Evening hung over the place, though it was not yet six. The darkness did not scare him. He was eager to get to the theatre around the corner. This was, he knew, the evening for the full rehearsal, with costumes and music and everything. His mother never took him along to full rehearsals. But he had wandered from the park where he played in the evening. With quiet determination, he had drifted through the snarl of the traffic. He knew these lanes a little – once, he had come here with his mother and her friends in a car which had left them right in front of the theatre. Today, as he walked on, he caught a whiff of flowers.

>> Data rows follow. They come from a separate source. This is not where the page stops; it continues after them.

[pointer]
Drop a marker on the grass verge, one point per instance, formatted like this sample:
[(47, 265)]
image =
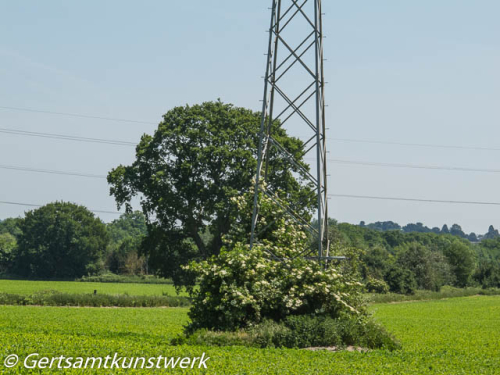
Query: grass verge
[(422, 295), (54, 298)]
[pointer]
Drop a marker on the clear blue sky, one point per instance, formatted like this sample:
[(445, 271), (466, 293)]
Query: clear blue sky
[(420, 72)]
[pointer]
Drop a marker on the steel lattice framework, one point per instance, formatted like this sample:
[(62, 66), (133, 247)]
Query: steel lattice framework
[(294, 95)]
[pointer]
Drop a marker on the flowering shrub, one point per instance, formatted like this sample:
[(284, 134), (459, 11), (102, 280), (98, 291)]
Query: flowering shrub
[(242, 287)]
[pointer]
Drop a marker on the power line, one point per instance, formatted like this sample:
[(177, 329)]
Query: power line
[(49, 171), (414, 199), (415, 144), (413, 166), (78, 115), (350, 140), (66, 137), (38, 205)]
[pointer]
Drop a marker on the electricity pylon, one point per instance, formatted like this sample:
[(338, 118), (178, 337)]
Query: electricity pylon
[(294, 95)]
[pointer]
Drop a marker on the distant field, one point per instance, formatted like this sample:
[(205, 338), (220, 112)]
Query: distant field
[(29, 287), (453, 336)]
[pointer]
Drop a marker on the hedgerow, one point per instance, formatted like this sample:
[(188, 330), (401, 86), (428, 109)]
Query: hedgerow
[(242, 288)]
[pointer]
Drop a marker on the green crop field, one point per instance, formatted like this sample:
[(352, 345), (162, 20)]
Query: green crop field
[(453, 336), (24, 287)]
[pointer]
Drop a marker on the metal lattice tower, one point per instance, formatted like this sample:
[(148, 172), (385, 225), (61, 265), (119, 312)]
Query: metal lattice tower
[(294, 95)]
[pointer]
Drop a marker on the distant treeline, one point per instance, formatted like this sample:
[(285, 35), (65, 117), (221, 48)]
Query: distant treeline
[(455, 230), (66, 241), (402, 261)]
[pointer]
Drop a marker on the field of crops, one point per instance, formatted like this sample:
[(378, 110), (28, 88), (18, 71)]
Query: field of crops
[(454, 336), (25, 287)]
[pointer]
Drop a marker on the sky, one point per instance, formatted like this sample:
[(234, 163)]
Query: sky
[(421, 72)]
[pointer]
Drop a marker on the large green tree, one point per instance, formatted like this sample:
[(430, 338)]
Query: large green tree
[(60, 240), (187, 172)]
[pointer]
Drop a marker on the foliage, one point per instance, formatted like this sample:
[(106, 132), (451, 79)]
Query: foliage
[(376, 286), (127, 234), (60, 240), (401, 280), (299, 332), (112, 278), (427, 295), (243, 287), (462, 262), (186, 174), (8, 244), (424, 264), (53, 298), (487, 274), (28, 287), (11, 226), (436, 337)]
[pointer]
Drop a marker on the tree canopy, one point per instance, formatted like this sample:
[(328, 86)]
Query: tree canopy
[(60, 240), (186, 173)]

He looked around and realized what was different about these roadside stalls selling cigarettes and paan leaves. They all sold flowers. Stems of roses and thin garlands of white evening bloomers, jasmine, tuberoses – cold, moist, exquisitely formed blossoms that one saw in weddings as well as funerals. Music played from the tiny transistor radios hidden under the stacks of flowers and chewing tobacco, love songs from Hindi movies, many of them from many, many years ago, crackling on the airwaves in slow, nasal tones.